Friday, October 07, 2016

Max coke bottle

I'd successfully avoided getting my eyes tested for two years—thanks in part to the death of my mother who expired just as the text reminder came in—and so when I was tested finally my vision had worsened considerably. 

In fact so much so I couldn't have normal lenses—I needed industrial-strength ones. 

So front on, looking at my eyes, you can see the curve of my face sides in the lenses—so I've gone full maximum coke bottle bottoms. My vision is worse than Stephen King's, the king of the bottle-lens people

My new optometrist also discovered I have a lazy left eye. My older brother had it and my son has it but it was never picked up for me. So the vision in my left eye will always have a slight blur. It should have been found and corrected before I turned nine. Fortunately theboy's was discovered and his vision will be corrected.
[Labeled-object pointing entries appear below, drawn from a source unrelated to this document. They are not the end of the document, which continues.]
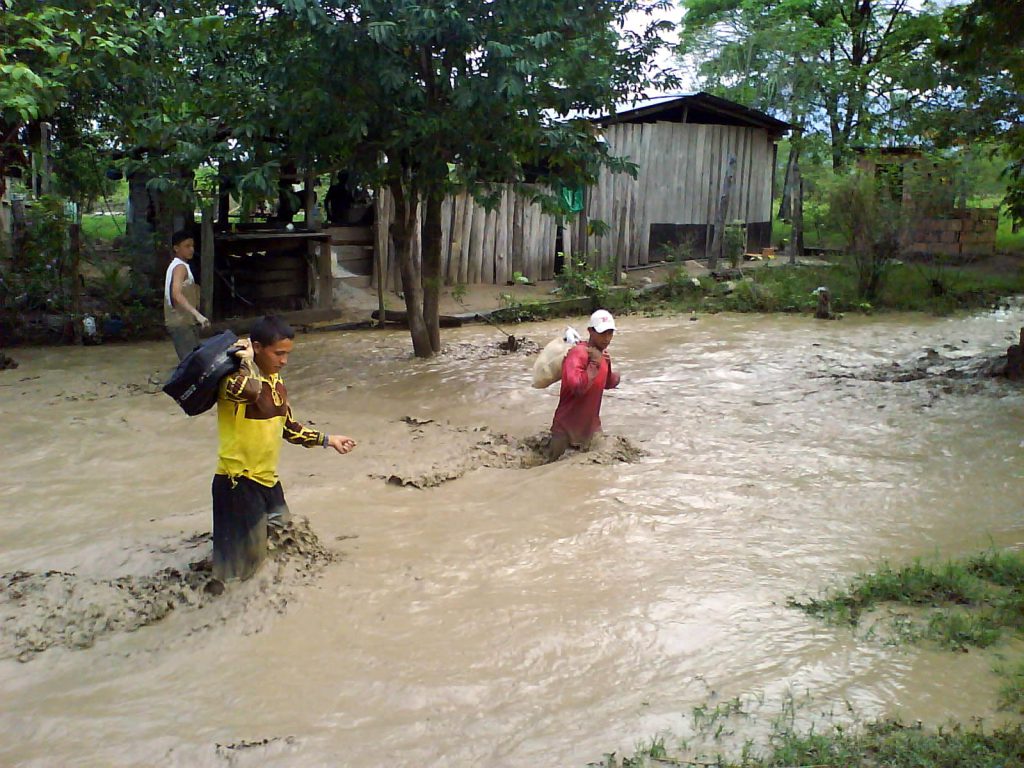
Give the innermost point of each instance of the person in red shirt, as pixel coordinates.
(586, 374)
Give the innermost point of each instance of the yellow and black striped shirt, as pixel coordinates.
(253, 415)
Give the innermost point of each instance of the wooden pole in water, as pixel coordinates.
(76, 282)
(207, 256)
(380, 226)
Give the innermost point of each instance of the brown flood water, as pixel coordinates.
(509, 615)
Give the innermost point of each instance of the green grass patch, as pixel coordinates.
(934, 288)
(1012, 690)
(103, 226)
(890, 743)
(971, 602)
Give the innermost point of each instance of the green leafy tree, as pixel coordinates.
(855, 70)
(49, 53)
(484, 87)
(985, 54)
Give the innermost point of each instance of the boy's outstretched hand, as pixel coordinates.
(340, 442)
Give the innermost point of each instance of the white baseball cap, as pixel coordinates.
(602, 321)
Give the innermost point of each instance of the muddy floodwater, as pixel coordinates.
(452, 600)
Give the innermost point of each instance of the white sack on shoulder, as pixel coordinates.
(548, 367)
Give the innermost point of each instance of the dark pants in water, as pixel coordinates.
(185, 339)
(241, 511)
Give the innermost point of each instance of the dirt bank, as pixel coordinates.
(55, 608)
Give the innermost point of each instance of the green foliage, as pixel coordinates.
(978, 598)
(39, 279)
(1012, 690)
(103, 226)
(580, 279)
(115, 288)
(852, 69)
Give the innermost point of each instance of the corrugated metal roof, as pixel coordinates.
(650, 108)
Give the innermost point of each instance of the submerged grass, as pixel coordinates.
(936, 288)
(973, 601)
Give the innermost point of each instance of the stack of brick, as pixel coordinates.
(966, 232)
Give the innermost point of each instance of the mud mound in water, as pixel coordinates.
(55, 608)
(442, 453)
(513, 345)
(950, 370)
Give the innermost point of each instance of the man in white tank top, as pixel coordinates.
(181, 314)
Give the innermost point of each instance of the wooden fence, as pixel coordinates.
(681, 166)
(477, 245)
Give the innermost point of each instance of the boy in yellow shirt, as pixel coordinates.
(253, 416)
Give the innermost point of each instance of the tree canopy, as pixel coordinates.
(853, 70)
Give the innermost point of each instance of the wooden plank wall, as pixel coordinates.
(678, 182)
(480, 246)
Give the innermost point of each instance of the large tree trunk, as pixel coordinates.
(432, 268)
(401, 231)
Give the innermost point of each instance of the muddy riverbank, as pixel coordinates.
(462, 603)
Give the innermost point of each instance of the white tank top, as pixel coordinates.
(167, 279)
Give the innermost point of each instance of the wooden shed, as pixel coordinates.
(681, 145)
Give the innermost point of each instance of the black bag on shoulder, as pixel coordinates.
(194, 383)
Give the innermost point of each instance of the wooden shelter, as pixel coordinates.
(682, 146)
(938, 224)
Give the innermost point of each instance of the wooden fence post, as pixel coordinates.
(76, 282)
(723, 207)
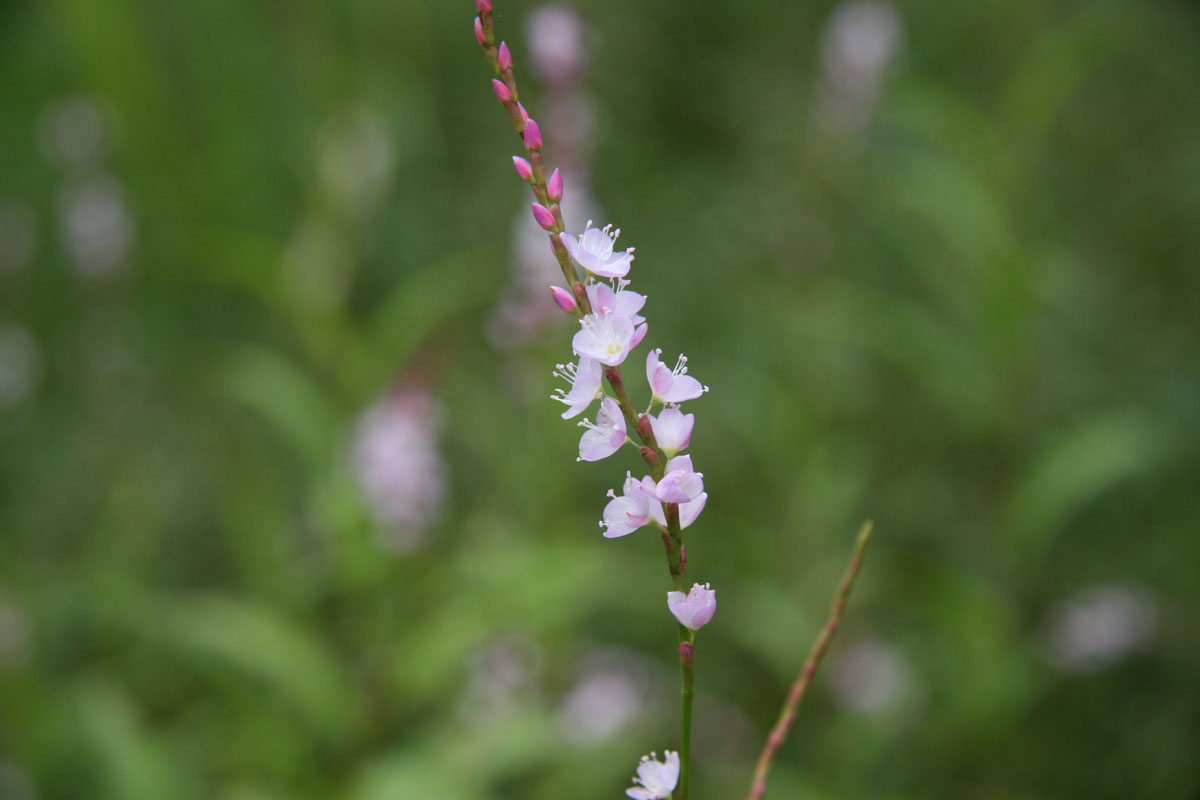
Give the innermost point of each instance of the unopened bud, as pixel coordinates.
(525, 169)
(543, 215)
(532, 134)
(502, 92)
(564, 299)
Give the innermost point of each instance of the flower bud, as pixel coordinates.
(694, 609)
(532, 134)
(564, 299)
(543, 215)
(525, 169)
(502, 91)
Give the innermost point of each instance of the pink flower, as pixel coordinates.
(694, 609)
(671, 385)
(585, 382)
(604, 437)
(631, 510)
(681, 483)
(607, 337)
(564, 300)
(672, 429)
(655, 780)
(593, 251)
(605, 300)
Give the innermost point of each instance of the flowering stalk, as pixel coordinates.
(610, 326)
(787, 714)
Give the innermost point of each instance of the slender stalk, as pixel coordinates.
(655, 459)
(787, 714)
(687, 675)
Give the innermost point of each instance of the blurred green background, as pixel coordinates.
(285, 511)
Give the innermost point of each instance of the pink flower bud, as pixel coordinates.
(533, 136)
(525, 169)
(543, 215)
(502, 92)
(694, 609)
(564, 299)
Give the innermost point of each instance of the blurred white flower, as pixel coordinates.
(96, 224)
(73, 132)
(1099, 626)
(858, 46)
(557, 43)
(400, 467)
(871, 677)
(612, 692)
(19, 365)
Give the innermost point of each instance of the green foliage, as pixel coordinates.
(972, 319)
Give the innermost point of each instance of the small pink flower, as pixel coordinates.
(604, 437)
(593, 251)
(681, 483)
(672, 429)
(525, 169)
(544, 216)
(564, 300)
(606, 337)
(621, 301)
(555, 186)
(532, 134)
(655, 780)
(631, 510)
(694, 609)
(585, 380)
(671, 385)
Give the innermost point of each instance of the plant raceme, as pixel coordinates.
(671, 494)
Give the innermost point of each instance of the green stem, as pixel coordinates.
(687, 675)
(787, 714)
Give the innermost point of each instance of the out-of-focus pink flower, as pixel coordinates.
(399, 465)
(593, 250)
(604, 437)
(694, 609)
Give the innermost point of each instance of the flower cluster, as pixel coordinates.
(671, 495)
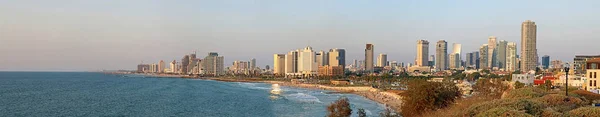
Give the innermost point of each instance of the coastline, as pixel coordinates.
(389, 99)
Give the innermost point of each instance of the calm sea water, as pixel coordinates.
(98, 94)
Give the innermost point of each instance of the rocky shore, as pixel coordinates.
(388, 98)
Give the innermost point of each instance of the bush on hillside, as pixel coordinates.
(557, 102)
(525, 93)
(503, 112)
(423, 96)
(552, 113)
(586, 112)
(588, 95)
(490, 87)
(528, 106)
(339, 108)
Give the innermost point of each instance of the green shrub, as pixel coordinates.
(423, 96)
(528, 106)
(525, 93)
(588, 95)
(503, 112)
(586, 112)
(552, 113)
(552, 100)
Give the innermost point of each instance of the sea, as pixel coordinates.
(51, 94)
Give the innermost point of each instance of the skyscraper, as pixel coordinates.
(382, 60)
(213, 64)
(545, 61)
(369, 50)
(337, 57)
(528, 46)
(492, 53)
(161, 66)
(322, 58)
(431, 60)
(502, 51)
(511, 57)
(185, 61)
(441, 52)
(173, 66)
(456, 60)
(422, 53)
(252, 64)
(291, 62)
(307, 64)
(483, 57)
(279, 64)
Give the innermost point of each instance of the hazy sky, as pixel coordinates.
(85, 35)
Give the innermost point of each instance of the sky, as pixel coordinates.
(88, 35)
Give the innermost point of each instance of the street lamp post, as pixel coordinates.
(567, 82)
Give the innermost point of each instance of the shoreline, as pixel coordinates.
(389, 99)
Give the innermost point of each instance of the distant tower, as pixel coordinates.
(382, 60)
(369, 51)
(161, 66)
(511, 57)
(483, 57)
(492, 52)
(278, 64)
(528, 46)
(422, 53)
(546, 61)
(441, 51)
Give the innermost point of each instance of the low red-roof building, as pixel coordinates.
(543, 80)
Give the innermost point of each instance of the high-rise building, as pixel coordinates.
(307, 64)
(252, 64)
(291, 63)
(528, 46)
(213, 64)
(441, 51)
(322, 58)
(191, 63)
(185, 61)
(422, 53)
(382, 60)
(492, 52)
(502, 51)
(337, 57)
(557, 64)
(579, 63)
(511, 57)
(369, 51)
(355, 63)
(455, 61)
(469, 60)
(279, 64)
(173, 66)
(483, 57)
(545, 61)
(431, 60)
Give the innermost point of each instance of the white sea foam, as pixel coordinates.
(253, 86)
(301, 97)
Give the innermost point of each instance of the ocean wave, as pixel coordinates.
(253, 86)
(302, 97)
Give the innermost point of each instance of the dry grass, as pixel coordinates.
(458, 108)
(588, 95)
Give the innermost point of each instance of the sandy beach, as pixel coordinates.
(390, 99)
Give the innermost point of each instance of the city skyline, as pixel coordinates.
(71, 40)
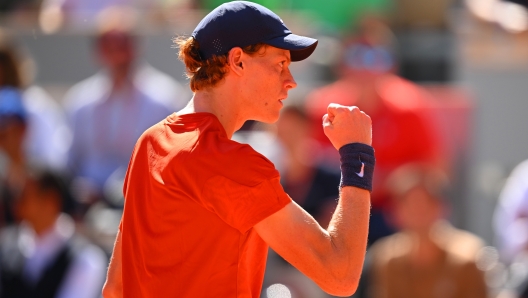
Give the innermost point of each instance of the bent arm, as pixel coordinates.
(113, 287)
(332, 258)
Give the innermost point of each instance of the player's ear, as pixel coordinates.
(235, 61)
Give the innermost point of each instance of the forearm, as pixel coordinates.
(348, 231)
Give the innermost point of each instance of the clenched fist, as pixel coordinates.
(344, 125)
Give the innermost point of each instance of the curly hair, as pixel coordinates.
(204, 74)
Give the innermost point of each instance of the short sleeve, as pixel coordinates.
(243, 206)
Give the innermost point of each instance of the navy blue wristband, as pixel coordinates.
(357, 165)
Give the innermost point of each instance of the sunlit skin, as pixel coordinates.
(254, 88)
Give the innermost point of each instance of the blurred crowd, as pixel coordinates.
(63, 160)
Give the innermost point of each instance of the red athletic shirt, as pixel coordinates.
(192, 197)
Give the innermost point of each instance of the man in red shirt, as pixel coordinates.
(201, 209)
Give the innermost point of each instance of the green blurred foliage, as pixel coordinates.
(330, 14)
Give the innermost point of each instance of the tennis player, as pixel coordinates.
(201, 209)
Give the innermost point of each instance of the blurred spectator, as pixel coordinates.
(47, 138)
(428, 257)
(425, 42)
(13, 124)
(110, 110)
(43, 256)
(400, 134)
(511, 215)
(309, 184)
(82, 14)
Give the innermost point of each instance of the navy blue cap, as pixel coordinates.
(11, 103)
(242, 23)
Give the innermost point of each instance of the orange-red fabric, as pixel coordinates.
(192, 197)
(400, 133)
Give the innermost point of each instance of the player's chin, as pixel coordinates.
(271, 116)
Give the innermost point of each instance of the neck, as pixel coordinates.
(219, 103)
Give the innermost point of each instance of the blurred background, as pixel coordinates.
(445, 81)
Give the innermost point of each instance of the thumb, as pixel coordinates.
(327, 120)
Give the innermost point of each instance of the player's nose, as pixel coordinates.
(289, 82)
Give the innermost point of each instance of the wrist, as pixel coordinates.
(357, 165)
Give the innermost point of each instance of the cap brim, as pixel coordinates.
(300, 47)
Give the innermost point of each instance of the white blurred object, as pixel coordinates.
(512, 17)
(48, 137)
(511, 215)
(278, 291)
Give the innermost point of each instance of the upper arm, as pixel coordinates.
(113, 287)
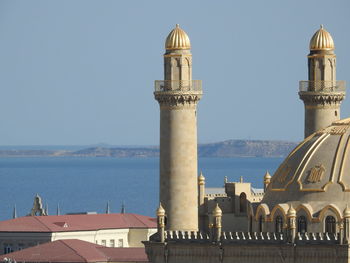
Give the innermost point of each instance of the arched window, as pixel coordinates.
(242, 203)
(330, 224)
(302, 224)
(279, 224)
(261, 222)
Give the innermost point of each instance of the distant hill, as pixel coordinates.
(229, 148)
(246, 148)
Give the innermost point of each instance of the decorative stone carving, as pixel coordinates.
(176, 99)
(315, 98)
(37, 209)
(315, 174)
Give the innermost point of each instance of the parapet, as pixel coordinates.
(251, 238)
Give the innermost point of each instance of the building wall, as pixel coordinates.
(137, 235)
(13, 241)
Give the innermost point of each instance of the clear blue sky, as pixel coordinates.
(82, 72)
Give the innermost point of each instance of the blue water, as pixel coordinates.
(86, 184)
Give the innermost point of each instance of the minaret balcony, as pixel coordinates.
(322, 86)
(178, 86)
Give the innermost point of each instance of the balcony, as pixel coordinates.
(322, 86)
(178, 85)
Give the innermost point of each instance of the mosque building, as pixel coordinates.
(301, 215)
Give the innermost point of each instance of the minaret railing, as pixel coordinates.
(322, 86)
(178, 85)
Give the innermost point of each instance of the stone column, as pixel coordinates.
(346, 225)
(178, 96)
(161, 222)
(321, 94)
(291, 224)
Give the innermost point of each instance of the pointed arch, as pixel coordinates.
(332, 208)
(262, 209)
(308, 210)
(280, 207)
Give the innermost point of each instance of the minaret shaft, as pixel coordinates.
(322, 94)
(178, 96)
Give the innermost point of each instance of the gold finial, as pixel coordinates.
(177, 39)
(322, 40)
(291, 211)
(217, 211)
(346, 212)
(160, 210)
(267, 175)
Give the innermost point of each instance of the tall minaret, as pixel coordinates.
(178, 96)
(321, 94)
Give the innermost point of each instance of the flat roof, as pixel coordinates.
(74, 250)
(68, 223)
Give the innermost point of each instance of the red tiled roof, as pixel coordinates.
(83, 222)
(74, 250)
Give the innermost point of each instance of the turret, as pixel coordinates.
(178, 96)
(217, 216)
(291, 224)
(201, 189)
(322, 93)
(267, 180)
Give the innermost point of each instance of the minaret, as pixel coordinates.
(321, 94)
(178, 96)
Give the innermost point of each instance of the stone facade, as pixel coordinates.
(178, 96)
(303, 213)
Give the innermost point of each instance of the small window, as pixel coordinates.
(120, 243)
(330, 225)
(242, 203)
(8, 248)
(111, 243)
(20, 246)
(302, 224)
(279, 224)
(261, 222)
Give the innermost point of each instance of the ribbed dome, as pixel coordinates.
(321, 40)
(177, 39)
(316, 171)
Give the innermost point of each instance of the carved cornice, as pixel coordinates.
(177, 98)
(321, 98)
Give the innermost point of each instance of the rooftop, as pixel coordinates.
(81, 222)
(73, 250)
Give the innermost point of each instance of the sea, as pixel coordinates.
(87, 184)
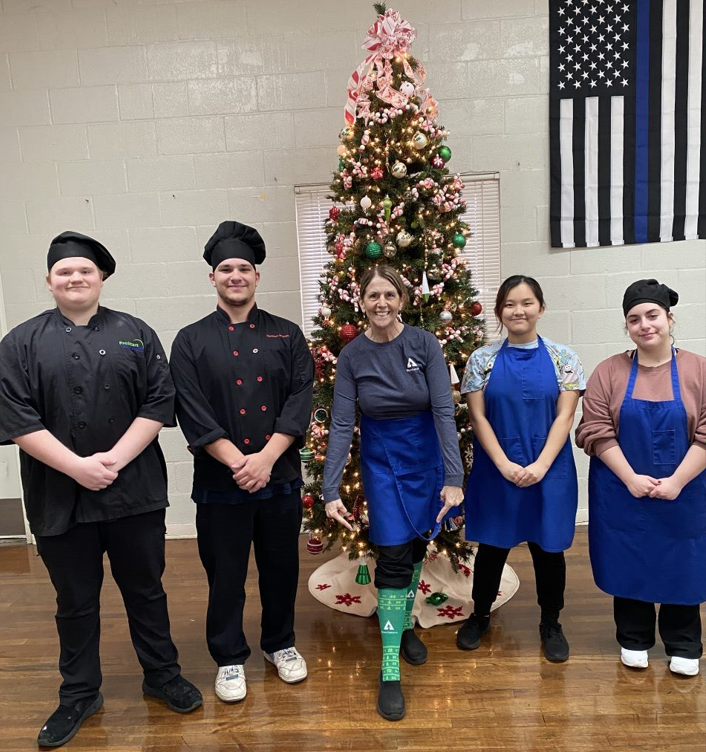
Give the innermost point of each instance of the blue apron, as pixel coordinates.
(651, 550)
(520, 404)
(403, 474)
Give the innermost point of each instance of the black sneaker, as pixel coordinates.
(412, 649)
(391, 700)
(64, 723)
(556, 648)
(178, 694)
(468, 637)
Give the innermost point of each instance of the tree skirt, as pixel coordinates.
(334, 585)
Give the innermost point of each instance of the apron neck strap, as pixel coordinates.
(676, 391)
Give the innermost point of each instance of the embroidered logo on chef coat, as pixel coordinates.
(136, 344)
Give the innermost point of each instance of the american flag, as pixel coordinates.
(627, 92)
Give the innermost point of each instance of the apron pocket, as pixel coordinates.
(512, 446)
(663, 447)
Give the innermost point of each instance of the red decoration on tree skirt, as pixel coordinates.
(314, 546)
(348, 332)
(347, 599)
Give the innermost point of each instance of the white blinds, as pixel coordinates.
(482, 196)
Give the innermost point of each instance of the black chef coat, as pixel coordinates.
(243, 382)
(85, 385)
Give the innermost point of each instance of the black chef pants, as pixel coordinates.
(395, 564)
(135, 548)
(549, 573)
(225, 533)
(679, 627)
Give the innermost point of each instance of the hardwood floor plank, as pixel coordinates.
(502, 697)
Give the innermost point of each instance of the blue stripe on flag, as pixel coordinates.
(642, 103)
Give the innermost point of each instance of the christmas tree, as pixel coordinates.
(395, 202)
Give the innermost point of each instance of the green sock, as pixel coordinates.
(411, 594)
(391, 613)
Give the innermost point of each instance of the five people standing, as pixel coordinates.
(84, 391)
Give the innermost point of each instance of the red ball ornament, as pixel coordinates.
(348, 332)
(314, 546)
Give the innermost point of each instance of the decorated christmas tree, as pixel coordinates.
(394, 202)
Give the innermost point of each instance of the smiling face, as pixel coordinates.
(648, 326)
(235, 281)
(75, 283)
(520, 312)
(381, 303)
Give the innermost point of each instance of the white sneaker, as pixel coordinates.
(230, 683)
(685, 666)
(291, 667)
(634, 658)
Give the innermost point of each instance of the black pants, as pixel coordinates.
(549, 573)
(395, 564)
(135, 548)
(225, 533)
(679, 627)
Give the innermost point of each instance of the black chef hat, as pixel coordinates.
(71, 244)
(649, 291)
(234, 240)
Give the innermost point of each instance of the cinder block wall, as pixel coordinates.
(146, 122)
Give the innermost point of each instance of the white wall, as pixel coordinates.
(146, 122)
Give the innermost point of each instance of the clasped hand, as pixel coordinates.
(656, 488)
(523, 477)
(94, 472)
(252, 472)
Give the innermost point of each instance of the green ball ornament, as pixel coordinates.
(459, 240)
(306, 455)
(445, 153)
(373, 250)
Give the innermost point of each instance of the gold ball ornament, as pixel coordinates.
(403, 239)
(398, 170)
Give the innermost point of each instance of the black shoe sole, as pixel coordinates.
(389, 716)
(157, 693)
(557, 658)
(94, 707)
(417, 662)
(474, 645)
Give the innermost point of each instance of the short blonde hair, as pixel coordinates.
(390, 275)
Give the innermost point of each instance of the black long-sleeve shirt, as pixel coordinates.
(85, 385)
(243, 382)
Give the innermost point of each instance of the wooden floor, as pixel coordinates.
(503, 696)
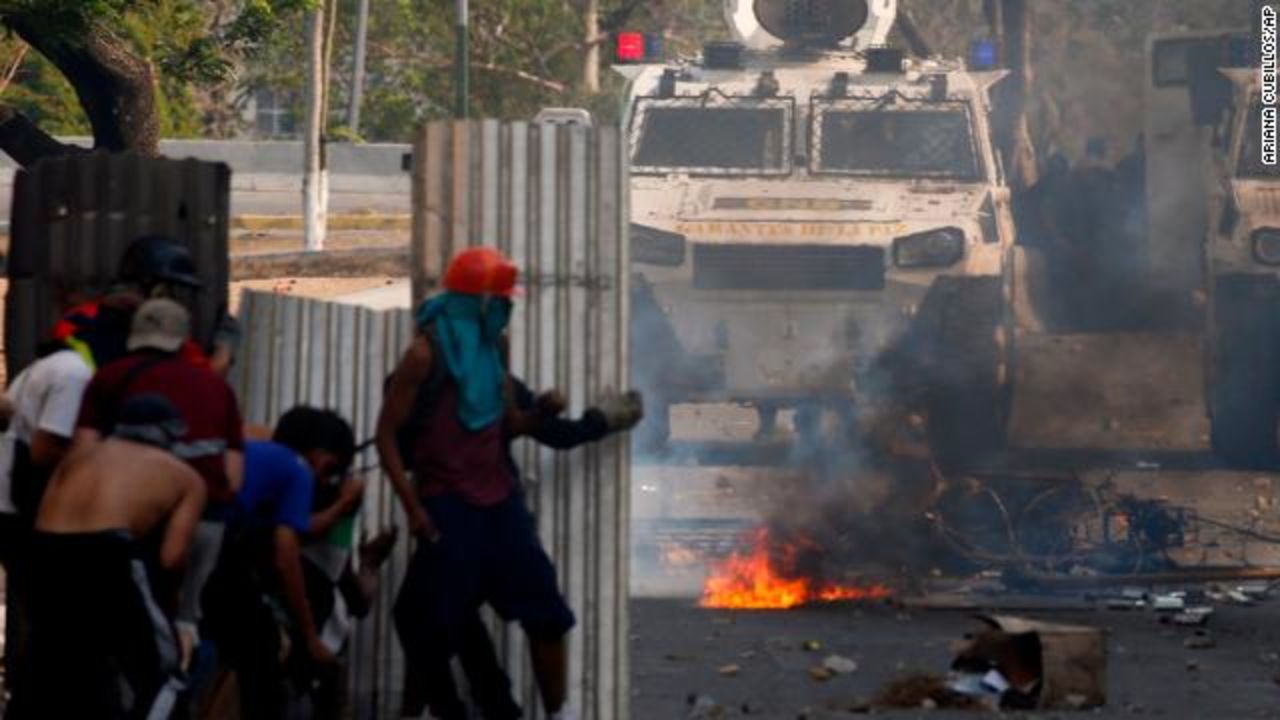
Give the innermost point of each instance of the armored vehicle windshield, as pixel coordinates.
(865, 139)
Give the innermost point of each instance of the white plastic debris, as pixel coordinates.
(840, 665)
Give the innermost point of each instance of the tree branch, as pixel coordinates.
(115, 87)
(13, 67)
(23, 141)
(912, 35)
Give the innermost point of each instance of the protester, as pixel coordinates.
(476, 541)
(261, 565)
(488, 682)
(213, 442)
(117, 518)
(337, 591)
(40, 410)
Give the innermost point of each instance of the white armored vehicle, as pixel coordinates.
(817, 218)
(1243, 279)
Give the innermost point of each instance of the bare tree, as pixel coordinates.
(115, 87)
(315, 182)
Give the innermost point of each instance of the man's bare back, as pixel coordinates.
(123, 484)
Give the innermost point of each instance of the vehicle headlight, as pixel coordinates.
(1266, 246)
(653, 246)
(931, 249)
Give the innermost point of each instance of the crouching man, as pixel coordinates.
(115, 522)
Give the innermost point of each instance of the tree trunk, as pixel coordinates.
(314, 173)
(1010, 19)
(912, 33)
(114, 86)
(357, 71)
(1023, 173)
(592, 58)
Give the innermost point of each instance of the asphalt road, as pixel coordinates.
(282, 203)
(679, 650)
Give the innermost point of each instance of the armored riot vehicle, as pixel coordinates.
(1243, 261)
(819, 222)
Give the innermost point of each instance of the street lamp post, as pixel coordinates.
(461, 69)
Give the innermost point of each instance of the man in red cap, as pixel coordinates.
(446, 410)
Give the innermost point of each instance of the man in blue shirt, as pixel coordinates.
(261, 557)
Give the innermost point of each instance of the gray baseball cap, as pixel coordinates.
(159, 324)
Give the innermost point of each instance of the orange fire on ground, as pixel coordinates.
(753, 580)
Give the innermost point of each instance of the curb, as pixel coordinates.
(391, 261)
(336, 222)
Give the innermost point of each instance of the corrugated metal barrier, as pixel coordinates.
(554, 199)
(72, 218)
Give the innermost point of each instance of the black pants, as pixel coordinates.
(94, 625)
(14, 533)
(485, 556)
(429, 680)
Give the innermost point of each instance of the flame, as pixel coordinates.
(753, 580)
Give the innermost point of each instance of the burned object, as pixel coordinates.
(1027, 664)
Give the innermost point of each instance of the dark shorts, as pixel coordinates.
(485, 555)
(94, 627)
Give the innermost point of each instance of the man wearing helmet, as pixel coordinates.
(451, 396)
(151, 267)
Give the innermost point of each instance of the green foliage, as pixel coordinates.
(192, 44)
(526, 54)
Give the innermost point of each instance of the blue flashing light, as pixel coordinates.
(982, 55)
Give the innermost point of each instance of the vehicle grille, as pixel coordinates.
(787, 267)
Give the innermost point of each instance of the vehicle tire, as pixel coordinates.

Non-Jesus wept, I am the odds and sods drawer of minor disabilities—born with double hernia (undetected for six weeks and contributing to my mother's post-natal) and hips partially dislocated from being a breech birth leading to a deformed gait, flat-feet, water on the knees and obesity from eating feelings and not running them off. 

How awesome that, along with multiple infections then depression and anxiety onset at 10, the odds and sods all blended to make a super me. 

WFTW.


(Stands triumphant on failing lower limbs, heroically looking into the distance).

UPDATE: Stephen King is calming America RE scary clown sightings. Classic. I used to have nightmares about evil clowns until one dream I killed one. Never had them again.